Un profond bouleversement secoue la structure mondiale héritée de l’après-Seconde Guerre mondiale. Initialement une idée économique formulée par Goldman Sachs, le groupe BRICS s’est mué en un puissant bloc géopolitique.  À l’origine composé du Brésil, de la Russie, de l’Inde, de la Chine et rejoint ensuite par l’Afrique du Sud, le groupe a accueilli de nouveaux membres : l’Arabie saoudite, l’Égypte, les Émirats arabes unis, l’Éthiopie, l’Indonésie et l’Iran. Il agit aujourd’hui comme un forum de coordination politique et diplomatique pour les pays du Sud global, intervenant dans des domaines variés.

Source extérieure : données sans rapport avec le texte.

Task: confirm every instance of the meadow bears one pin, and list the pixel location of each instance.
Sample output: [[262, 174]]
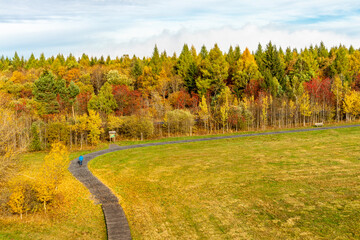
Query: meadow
[[288, 186]]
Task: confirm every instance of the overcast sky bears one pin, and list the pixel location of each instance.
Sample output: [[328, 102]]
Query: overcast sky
[[110, 27]]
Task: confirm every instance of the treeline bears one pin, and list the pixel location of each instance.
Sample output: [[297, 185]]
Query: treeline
[[77, 100]]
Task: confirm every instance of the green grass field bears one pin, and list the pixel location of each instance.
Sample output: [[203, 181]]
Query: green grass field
[[290, 186], [76, 218]]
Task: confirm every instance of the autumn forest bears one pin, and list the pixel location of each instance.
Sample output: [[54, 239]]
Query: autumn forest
[[77, 101]]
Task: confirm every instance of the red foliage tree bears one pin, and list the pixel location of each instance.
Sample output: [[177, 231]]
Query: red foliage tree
[[253, 88], [319, 89]]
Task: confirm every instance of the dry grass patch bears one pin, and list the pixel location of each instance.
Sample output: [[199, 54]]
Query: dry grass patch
[[291, 186]]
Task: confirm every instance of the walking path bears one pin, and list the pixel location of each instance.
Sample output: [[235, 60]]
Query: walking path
[[116, 222]]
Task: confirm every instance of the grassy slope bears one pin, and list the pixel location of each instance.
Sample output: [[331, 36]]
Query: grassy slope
[[78, 218], [300, 185]]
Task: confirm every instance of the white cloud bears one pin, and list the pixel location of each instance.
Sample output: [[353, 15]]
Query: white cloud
[[134, 26]]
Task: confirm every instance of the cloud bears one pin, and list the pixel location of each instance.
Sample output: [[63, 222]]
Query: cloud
[[101, 27]]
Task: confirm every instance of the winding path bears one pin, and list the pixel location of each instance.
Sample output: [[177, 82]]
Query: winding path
[[116, 222]]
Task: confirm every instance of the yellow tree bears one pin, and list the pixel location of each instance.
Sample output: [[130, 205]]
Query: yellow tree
[[81, 127], [51, 173], [224, 108], [337, 89], [94, 127], [204, 111], [264, 109], [305, 109], [351, 104], [17, 201]]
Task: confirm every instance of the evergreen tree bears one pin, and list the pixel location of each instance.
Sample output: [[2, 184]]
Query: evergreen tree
[[45, 90]]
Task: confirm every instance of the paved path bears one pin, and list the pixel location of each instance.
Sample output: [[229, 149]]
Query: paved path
[[116, 222]]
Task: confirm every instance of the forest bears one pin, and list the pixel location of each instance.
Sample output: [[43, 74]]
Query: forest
[[78, 100], [72, 103]]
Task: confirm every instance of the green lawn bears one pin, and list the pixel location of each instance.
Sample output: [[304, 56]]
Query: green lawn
[[77, 217], [289, 186]]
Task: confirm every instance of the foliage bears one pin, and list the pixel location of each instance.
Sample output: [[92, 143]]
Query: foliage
[[179, 121], [52, 173], [94, 127], [140, 127]]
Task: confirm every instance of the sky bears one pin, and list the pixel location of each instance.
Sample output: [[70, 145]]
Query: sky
[[115, 28]]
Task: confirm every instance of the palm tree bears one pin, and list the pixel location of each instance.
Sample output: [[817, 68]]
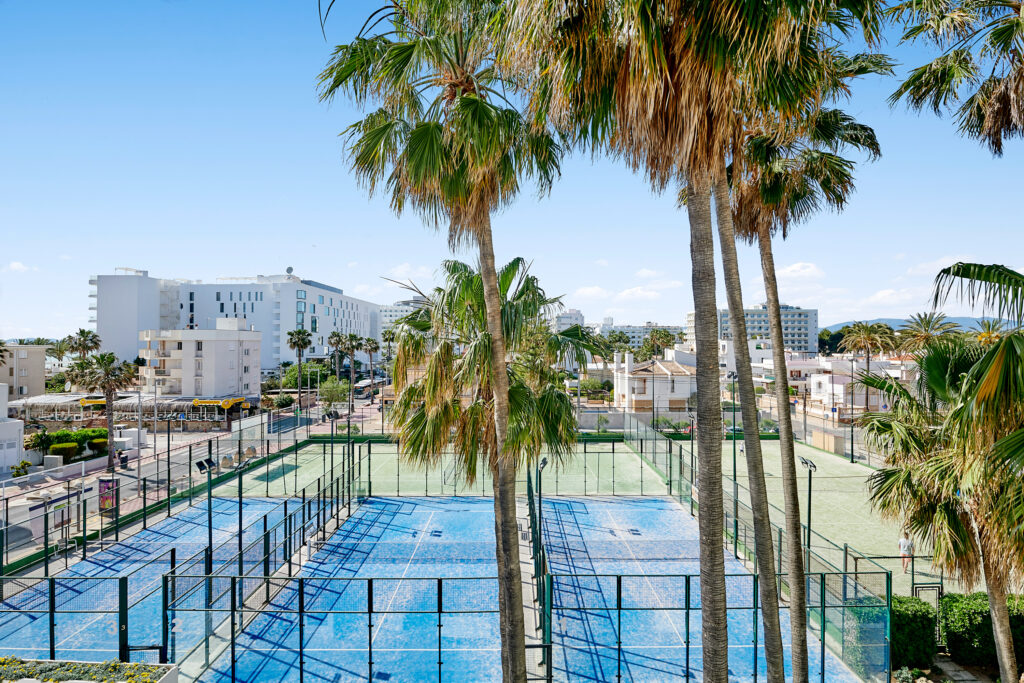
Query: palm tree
[[83, 342], [941, 484], [921, 329], [299, 340], [865, 338], [977, 75], [103, 373], [448, 142], [351, 343], [58, 350], [371, 346], [334, 340]]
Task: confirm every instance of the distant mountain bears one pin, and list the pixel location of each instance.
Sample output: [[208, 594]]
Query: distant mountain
[[897, 323]]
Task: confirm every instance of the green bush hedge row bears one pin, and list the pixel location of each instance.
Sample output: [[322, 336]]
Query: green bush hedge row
[[968, 626]]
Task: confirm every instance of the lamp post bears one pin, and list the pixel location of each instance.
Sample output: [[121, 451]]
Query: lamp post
[[811, 468]]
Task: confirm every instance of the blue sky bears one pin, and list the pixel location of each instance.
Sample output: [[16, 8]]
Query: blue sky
[[184, 137]]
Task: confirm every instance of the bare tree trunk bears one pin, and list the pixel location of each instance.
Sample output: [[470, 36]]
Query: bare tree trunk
[[715, 642], [995, 586], [509, 574], [793, 551], [752, 435]]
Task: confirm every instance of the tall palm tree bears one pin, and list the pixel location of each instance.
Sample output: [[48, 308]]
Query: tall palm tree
[[84, 342], [448, 142], [350, 344], [58, 350], [941, 480], [104, 374], [979, 71], [299, 340], [335, 340], [371, 346], [867, 338], [921, 329]]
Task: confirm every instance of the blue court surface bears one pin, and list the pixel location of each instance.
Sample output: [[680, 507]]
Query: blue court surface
[[421, 553], [650, 542], [86, 594]]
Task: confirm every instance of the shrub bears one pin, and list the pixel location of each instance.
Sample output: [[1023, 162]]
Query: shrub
[[968, 626], [912, 632], [67, 450]]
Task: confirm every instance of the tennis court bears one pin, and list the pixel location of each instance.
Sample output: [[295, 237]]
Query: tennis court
[[403, 591], [619, 570], [85, 597]]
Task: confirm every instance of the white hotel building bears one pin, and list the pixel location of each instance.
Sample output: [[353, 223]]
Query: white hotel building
[[800, 327], [131, 301]]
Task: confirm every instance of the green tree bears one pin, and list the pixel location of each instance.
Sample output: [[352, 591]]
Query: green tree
[[299, 340], [104, 374], [867, 338], [371, 346], [83, 342], [446, 142]]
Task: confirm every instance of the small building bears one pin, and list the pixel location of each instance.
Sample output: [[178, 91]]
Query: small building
[[223, 361], [24, 371], [657, 384], [11, 436]]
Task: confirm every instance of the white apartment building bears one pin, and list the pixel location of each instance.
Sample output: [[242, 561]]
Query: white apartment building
[[130, 301], [636, 333], [391, 314], [800, 326], [664, 385], [202, 363], [11, 435], [564, 319], [24, 371]]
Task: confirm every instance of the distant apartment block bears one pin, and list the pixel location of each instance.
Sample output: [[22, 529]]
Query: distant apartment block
[[800, 326], [24, 371], [397, 310], [131, 301], [564, 319], [223, 361], [636, 333]]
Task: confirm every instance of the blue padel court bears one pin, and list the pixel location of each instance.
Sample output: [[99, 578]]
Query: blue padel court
[[85, 597], [403, 591], [619, 570]]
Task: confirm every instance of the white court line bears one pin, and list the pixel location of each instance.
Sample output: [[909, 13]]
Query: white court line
[[423, 534], [646, 579]]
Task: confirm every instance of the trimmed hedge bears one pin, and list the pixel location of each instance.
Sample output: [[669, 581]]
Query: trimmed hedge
[[66, 450], [968, 626], [912, 633]]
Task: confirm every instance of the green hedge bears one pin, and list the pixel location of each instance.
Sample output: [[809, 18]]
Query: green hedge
[[912, 633], [67, 450], [969, 627]]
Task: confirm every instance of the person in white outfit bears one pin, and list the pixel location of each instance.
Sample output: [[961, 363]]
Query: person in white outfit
[[905, 550]]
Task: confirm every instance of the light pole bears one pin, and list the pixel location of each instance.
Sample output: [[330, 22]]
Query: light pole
[[811, 468]]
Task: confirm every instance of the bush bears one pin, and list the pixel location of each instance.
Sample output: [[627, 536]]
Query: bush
[[67, 450], [912, 632], [968, 626]]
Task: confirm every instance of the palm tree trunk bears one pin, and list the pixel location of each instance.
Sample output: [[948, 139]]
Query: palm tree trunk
[[509, 574], [713, 613], [995, 586], [752, 435], [109, 404], [794, 552]]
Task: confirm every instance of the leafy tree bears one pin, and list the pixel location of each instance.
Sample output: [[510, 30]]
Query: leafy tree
[[103, 373]]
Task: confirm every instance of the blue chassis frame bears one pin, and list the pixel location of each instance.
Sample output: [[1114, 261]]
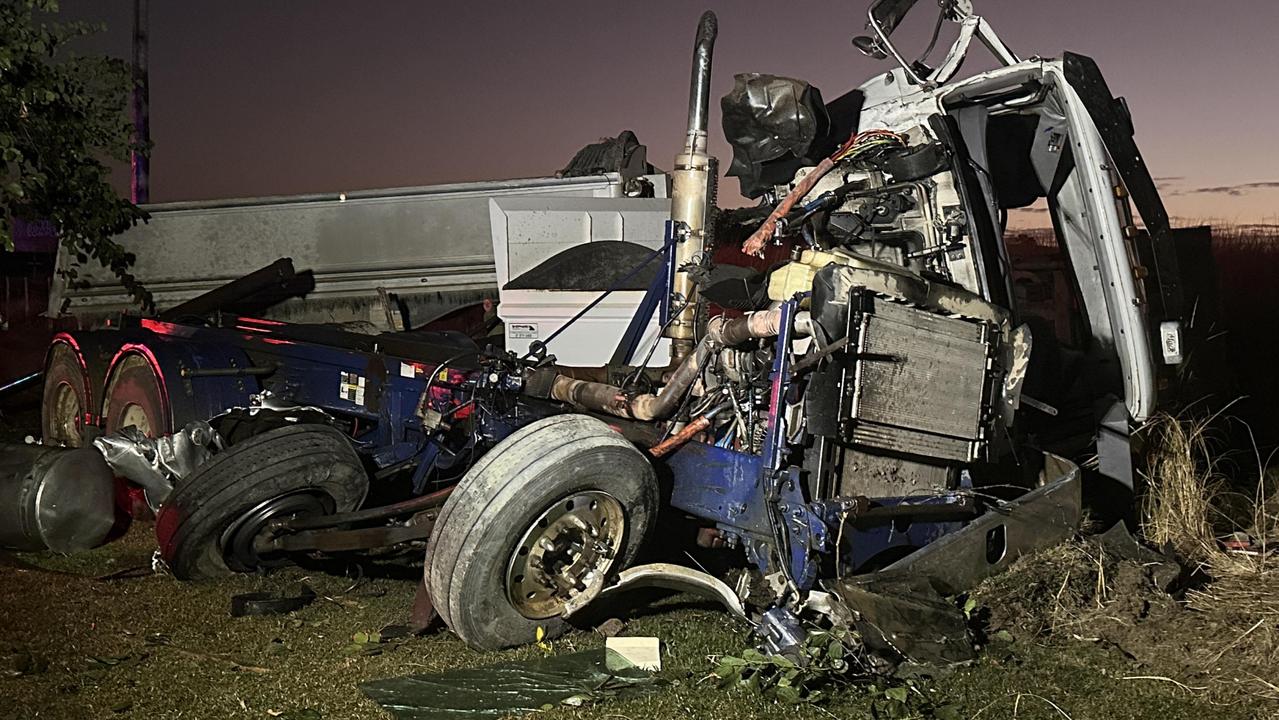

Ensemble, ces onze nations représentent environ 45 % de la population mondiale, 35 % du PIB mondial et 30 % de la production mondiale de pétrole. De plus, la Chine et l’Inde – membres fondateurs – sont des pôles majeurs de la production manufacturière et des services à l’échelle mondiale. L’élargissement du groupe, passant de cinq à onze membres, traduit un mécontentement croissant des pays du Sud global face aux institutions dominées par l’Occident. Dans un contexte marqué par la guerre en Ukraine et le conflit Israël-Gaza, les BRICS incarnent un effort collectif pour réduire la dépendance à l’Occident. Mais une question cruciale demeure : ce groupe hétérogène peut-il véritablement remettre en cause la domination occidentale, ou ses divergences internes et les contre-mesures occidentales freineront-elles son essor ?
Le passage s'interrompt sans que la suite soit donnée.